Nach den ersten Level-Abschnitten geht es in ein Stadt-Areal, womit die ersten Open-World-Elemente des Spiels (quasi ein Lego-GTA im Miniformat) eingeführt werden. Hier kann ich mich mit einem Fahrzeug frei bewegen. Ab hier hatte ich das Gefühl, dass das Tempo des gesamten Spiels merklich anzog und die Videospiel-Regisseure bis zum Hulkbuster-Finale, was im Übrigen auch eine geniale Spielsequenz darstellt, die volle Beschleunigung halten konnten. Es gibt einfach so viele Highlights, die Fans der Marvel-Serie jubeln lassen. Mir hat die Inszenierung der Flashbacks, entnommen aus Age of Ultron, am besten gefallen. Jeder Superheld wird darin mit einem weniger schönen Kapitel seiner Vergangeheit konfrontiert. Der Zusammenschnitt aus animierter Zwischensequenz und kurzen Spiel-Passagen ist grandios. Auch die von klassischer Musik unterlegte Konfrontation mit Loki auf dem Stuttgarter Schlossplatz (!) ist absolut kinotauglich. Am Ende nur noch eins: Marvel-Profis wissen natürlich, dass sie nach dem Ende der Storykampagne, wenn der Abspann über den Monitor läuft, noch geduldig dessen Ende abwarten.
Fazit von Jari:
Machen wir uns nichts vor: Würde man das allererste Lego-Spiel aus dem Jahr 2005, damals noch mit der Star Wars-Lizenz, neben den neuesten Ableger legen, der ja nun elf Jahre und zwei Konsolengenerationen später entstanden ist, wären die Unterschiede in Gameplay und Design marginal. Es gibt nun Fahrzeuge, ein bisschen Open-World und schärfere Texturen, doch der Kern der Lego-Idee blieb über die Zeit gesehen praktisch unverändert. Und ich sage euch noch was: Das macht mir überhaupt nichts. Solange die Macher von TT Games einen derart coolen Fanservervice abliefern und dabei auch noch ohne die ganz groben Schnitzer auskommen, mache ich den Spaß gerne auch zum 18. Mal mit. Immerhin ist die Serie jetzt volljährig. Das einzige, was mich kolossal nervt, ist die starre Kameraperspektive, die dazu führt, dass ich manchmal mit meinem Lego-Helden in Bereiche hineinlaufe, die hinter einer Wand verborgen und für mich nicht einsehbar sind. Hier bin ich von aktuellen Spielen einfach anderes gewohnt. Die Design-Entscheidung ist für mich umso unverständlicher, als dass es diese Freiheit ja in einigen Abschnitten gibt. Warum nicht überall?
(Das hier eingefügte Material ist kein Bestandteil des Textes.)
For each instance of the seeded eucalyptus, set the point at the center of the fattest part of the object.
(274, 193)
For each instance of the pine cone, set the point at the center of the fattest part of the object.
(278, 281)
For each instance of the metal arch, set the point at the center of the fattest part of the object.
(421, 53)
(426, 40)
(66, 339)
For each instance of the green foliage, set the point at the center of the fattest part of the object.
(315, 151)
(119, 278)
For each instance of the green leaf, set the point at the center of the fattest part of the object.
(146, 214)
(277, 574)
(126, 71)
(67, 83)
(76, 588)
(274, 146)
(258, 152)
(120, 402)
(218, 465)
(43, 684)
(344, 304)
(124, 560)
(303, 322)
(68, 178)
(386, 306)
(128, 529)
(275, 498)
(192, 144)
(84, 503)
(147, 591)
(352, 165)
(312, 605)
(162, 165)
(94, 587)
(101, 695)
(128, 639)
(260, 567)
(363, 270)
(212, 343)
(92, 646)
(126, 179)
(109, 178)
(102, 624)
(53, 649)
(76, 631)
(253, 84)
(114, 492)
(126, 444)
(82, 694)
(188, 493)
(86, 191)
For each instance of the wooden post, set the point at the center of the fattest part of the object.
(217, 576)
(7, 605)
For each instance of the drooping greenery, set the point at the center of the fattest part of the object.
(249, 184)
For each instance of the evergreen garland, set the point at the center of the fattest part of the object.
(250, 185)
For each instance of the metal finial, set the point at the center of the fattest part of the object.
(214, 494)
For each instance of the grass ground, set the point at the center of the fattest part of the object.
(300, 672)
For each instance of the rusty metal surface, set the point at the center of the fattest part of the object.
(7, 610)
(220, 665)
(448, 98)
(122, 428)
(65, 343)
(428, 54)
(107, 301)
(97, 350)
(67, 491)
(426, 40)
Beim Griff zum Controller fühle ich mich aber unter dem Strich fast so wie Drew Barrymore in „50 erste Dates“. Ich verliebe mich immer wieder aufs Neue in dieses Spiel. Egal, was früher war.
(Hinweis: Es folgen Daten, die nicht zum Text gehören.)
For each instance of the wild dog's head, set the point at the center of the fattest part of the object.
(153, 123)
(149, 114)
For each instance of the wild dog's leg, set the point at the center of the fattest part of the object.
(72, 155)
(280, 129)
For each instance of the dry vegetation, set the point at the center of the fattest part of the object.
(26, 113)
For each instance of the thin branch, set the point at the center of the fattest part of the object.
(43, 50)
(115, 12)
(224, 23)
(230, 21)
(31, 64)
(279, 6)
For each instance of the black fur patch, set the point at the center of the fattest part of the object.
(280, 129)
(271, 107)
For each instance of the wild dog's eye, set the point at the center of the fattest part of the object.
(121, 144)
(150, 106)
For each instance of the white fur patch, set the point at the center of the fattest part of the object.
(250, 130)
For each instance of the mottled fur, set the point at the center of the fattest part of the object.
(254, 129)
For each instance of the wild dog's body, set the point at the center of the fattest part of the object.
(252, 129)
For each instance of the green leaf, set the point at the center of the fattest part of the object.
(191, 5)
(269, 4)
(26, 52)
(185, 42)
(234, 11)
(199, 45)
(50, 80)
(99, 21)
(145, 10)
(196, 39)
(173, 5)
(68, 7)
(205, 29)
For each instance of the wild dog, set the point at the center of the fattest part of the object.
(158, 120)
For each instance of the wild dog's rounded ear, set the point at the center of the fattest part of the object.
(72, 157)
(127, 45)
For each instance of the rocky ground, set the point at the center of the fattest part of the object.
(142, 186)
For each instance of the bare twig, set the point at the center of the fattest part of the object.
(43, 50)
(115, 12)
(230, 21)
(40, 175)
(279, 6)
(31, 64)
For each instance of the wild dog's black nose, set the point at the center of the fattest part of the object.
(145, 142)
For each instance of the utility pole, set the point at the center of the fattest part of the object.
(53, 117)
- tolle Umsetzung der Marvel-Film-Welt
- witzige Dialoge mit viel Humor
- liebevoll gestaltete Charaktere
- 1A-Soundtrack
- Stan Lee
- es gibt Hühner und Milchshakes
- immenser Fanservice durch 200 spielbare Figuren
- bewährte Lego-Formel
- ...wurde um Fahrzeuge und Open-World-Elemente erweitert
- die virtuelle Kamera lässt sich nur in einigen Abschnitten drehen
- keine automatischen Speicherpunkte
- starrer Kamerawinkel erschwert Orientierung
- wenige Bugs und Glitches
- Aktionspunkte nicht immer sofort ersichtlich
- bewährte Lego-Formel
- ...wurde lediglich um Fahrzeuge und Open-World-Elemente erweitert
Jari hat Lego Marvel Avengers auf der PlayStation 4 gespielt.
Das Rezensionsexemplar wurde freundlicherweise von Warner Bros. Interactive zur Verfügung gestellt.